What advice do you have for young women interested in a career in the biopharmaceutical sector?

The biopharmaceutical industry offers an extraordinary range of career opportunities across numerous disciplines and geographic regions: basic and clinical research, biostatistics, engineering of all kinds, environment/sustainability sciences, sales and marketing, legal services, public policy, and government affairs, among others. While the industry is STEM-intensive, it is not STEM-exclusive!

My number one recommendation is to talk to people in the biopharma industry about their roles and career paths. This not only increases your knowledge but also builds an essential network of contacts that will help you identify and land a position in the industry. Reach out to national- or state-level organizations that promote the life sciences, healthcare, and the biopharma sector. Many organizations have student programs or reduced membership fees for those in the early phase of their careers.
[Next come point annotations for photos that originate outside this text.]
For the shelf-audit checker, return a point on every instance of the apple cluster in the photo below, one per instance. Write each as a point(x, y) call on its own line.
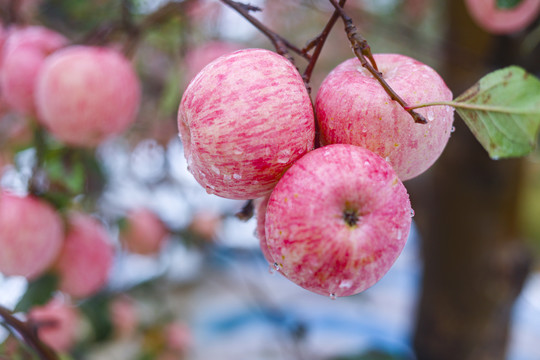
point(332, 219)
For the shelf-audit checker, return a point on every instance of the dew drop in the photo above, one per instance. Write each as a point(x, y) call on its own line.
point(215, 169)
point(210, 189)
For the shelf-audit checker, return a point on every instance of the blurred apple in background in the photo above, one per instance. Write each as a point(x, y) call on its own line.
point(87, 94)
point(57, 323)
point(23, 54)
point(86, 257)
point(31, 235)
point(496, 20)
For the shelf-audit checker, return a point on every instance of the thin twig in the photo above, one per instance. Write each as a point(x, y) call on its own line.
point(362, 50)
point(282, 46)
point(28, 334)
point(318, 43)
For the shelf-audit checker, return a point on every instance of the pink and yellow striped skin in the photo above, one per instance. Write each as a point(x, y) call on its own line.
point(306, 229)
point(353, 108)
point(243, 121)
point(86, 257)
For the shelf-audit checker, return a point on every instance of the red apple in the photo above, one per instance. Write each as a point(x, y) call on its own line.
point(31, 235)
point(56, 323)
point(503, 21)
point(87, 94)
point(353, 108)
point(86, 257)
point(23, 55)
point(144, 233)
point(337, 220)
point(243, 120)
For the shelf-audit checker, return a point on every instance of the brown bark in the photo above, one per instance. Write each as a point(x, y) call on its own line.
point(475, 261)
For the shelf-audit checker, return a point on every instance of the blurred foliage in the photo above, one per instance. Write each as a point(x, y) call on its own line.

For example, the Healthcare Businesswomen’s Association has 55 chapters across the United States, Canada, and Europe, with the biopharma industry being well-represented. Also search for local community, hospital, or university events sponsored by biopharma companies. Many are open to the public and offer the opportunity to meet experts and learn about the programs of interest to the companies.

Finally, university academic departments and faculty members often have relationships with executives from biopharma companies based on grant programs, contract research, and other collaborative initiatives. Talk with faculty members about your interest in the industry and ask for introductions to their contacts to secure an informational interview.


Linda Distlerath is a Senior Advisor to NBR. She is also a Trustee of the South Carolina Research Authority and serves on the board of the National Academy of Certified Care Managers. She is a healthcare industry expert with over three decades of experience in the global biopharmaceutical sector, bringing substantial expertise in public affairs and building favorable policy environments for business success in markets around the world.

This interview was conducted by Doug Strub, a Project Manager with the Center for Innovation, Trade, and Strategy at NBR.